Methodology

Last updated: June 9, 2026

What ThinkEnix measures — and what it doesn't

ThinkEnix tracks publicly visible signals of AI and robotics progress: papers, demos, product launches, deployments, funding rounds, and policy changes, organized into ten sectors. Every number on this site is derived from that signal stream. This means our metrics measure observed signal flow — how much verifiable activity we and our community catch — not ground-truth economic change. A sector’s Pulse rising means more and higher-stage signals were recorded; it is evidence of acceleration, not proof of it. Grounding these metrics in external economic data (employment, capital expenditure, deployment counts) is on our public roadmap and not yet live.

Impact tiers

Each signal is classified into one of two development stages:
  • RESEARCH — papers, demos, prototypes, lab results, pre-commercial work.
  • MARKET — commercially available, paying customers, deployed at scale.

The ratio of MARKET to RESEARCH signals in a sector is our primary commercialization indicator.

The impact score (1–100)

When a signal is created, Claude (Anthropic’s language model) assesses its disruptive potential on a 1–100 scale, considering scale, permanence, second-order effects, and adoption barriers. The prompt anchors each 20-point band to concrete example events and instructs the model to score what is proven rather than what is promised, choosing the lower band when torn.

The number you see on a signal card is this AI assessment plus one point per community upvote. Logged-in readers can also rate a signal’s impact directly on its detail page; community ratings are stored alongside the AI score.

How reliable is the AI score?

A one-shot language-model judgment is not a measurement, and we calibrate it accordingly. Our most recent consistency audit (June 2026, stratified sample of historical signals, each re-scored twice) found:
  • Run-to-run consistency: scoring the same signal twice with the current anchored prompt differs by 2.7 points on average (max 17 in a sample of 29). The score is stable enough to display as a number rather than a band.
  • Prompt-revision shift: the anchored rubric scores the same signals about 18 points lower on average than the original unanchored prompt did (mean absolute difference 19.6, max 56). The shift is systematic — a correction of the earlier prompt’s optimism — not random noise.
  • Distribution: the sample mean moved from 56 to 38, and scores above 80 went from 13.8% of all historical signals to 0 of 58 anchored re-runs — in line with the rubric’s intent that 80+ be rare. Tier classification flipped on 9 of 29 signals, though re-scores had only title and thesis available, without the original article content that informed the first classification.

Practical reading: treat scores as bands, not points. A 52 and a 58 are the same signal strength; a 30 and a 70 are not. After this audit we re-scored the full back catalog (193 signals) with the anchored rubric, so historical and new scores are on the same scale; signals with community ratings were left untouched.

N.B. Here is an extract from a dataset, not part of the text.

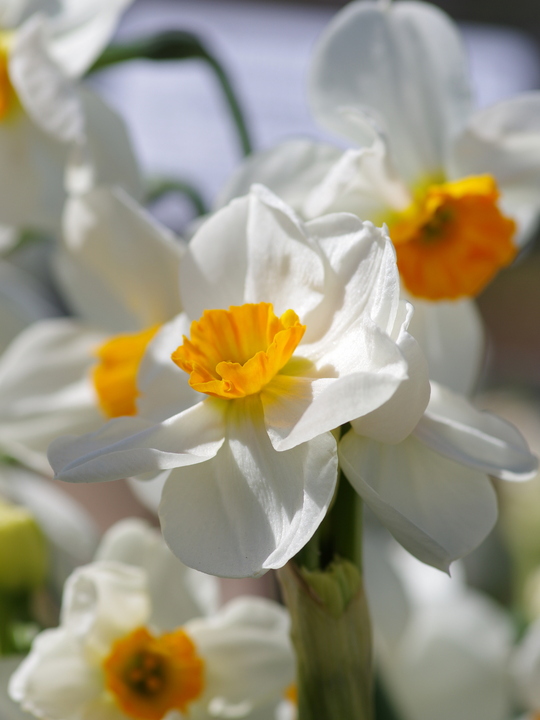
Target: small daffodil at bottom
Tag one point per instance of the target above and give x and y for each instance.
(110, 659)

Sector Pulse — the exact formula

Pulse is recomputed every 15 minutes in the database. For each sector, over the trailing 30 days:
weighted   = research_signals × 1 + market_signals × 5
recency    = min(signals_last_7_days × 2, 15)
depth      = 7.5 per tier present (max 15)

pulse      = min(weighted + recency + depth, 100)

momentum   = pulse − pulse_7_days_ago   (daily snapshots)
trend      = ACCELERATING if momentum > +5
             COOLING      if momentum < −5
             STEADY       otherwise
stage      = MARKET if market ≥ research, else RESEARCH

Properties worth knowing: Pulse is count-based — upvotes and AI impact scores do not feed it, so popularity on the platform cannot inflate a sector. A single signal contributes at most 7 points (5 weighted + 2 recency), so no one announcement can dominate. The cost of this design is sensitivity to coverage: a sector we catch fewer signals in will read lower regardless of real-world activity.

Known limitations

  • Coverage bias. Signals come from community submissions and automated X/web discovery. Sectors with louder online ecosystems are over-represented; quiet ones (e.g. industrial agriculture) are under-represented.
  • LLM judgment. Impact scores are model assessments with the variance documented above, not expert panel ratings. We publish the calibration numbers so you can weight them appropriately.
  • No external grounding yet. Pulse is computed from our own signal stream. Until external economic indicators ship, divergence between Pulse and reality is undetectable from inside the platform.
  • Small-N community data. Community impact ratings exist but participation is currently low; they should not yet be read as crowd consensus.
  • Re-scores used less evidence than originals. The June 2026 back-catalog re-score had only each signal’s title and thesis available — original article content wasn’t stored at the time (it is now). Tier classifications were kept from the original, content-informed assessment for this reason.

Changelog

  • June 2026 — Published this page. Anchored the impact-score rubric to concrete examples and ran the first consistency audit. Re-scored the full back catalog with the anchored rubric (mean score moved from 60.5 to 40.8; mean shift −20). Began storing each signal’s source content at creation for future audits. Fixed sector momentum to compare against the 7-day-ago snapshot (it previously compared against the prior 15-minute run, which pinned every trend at STEADY).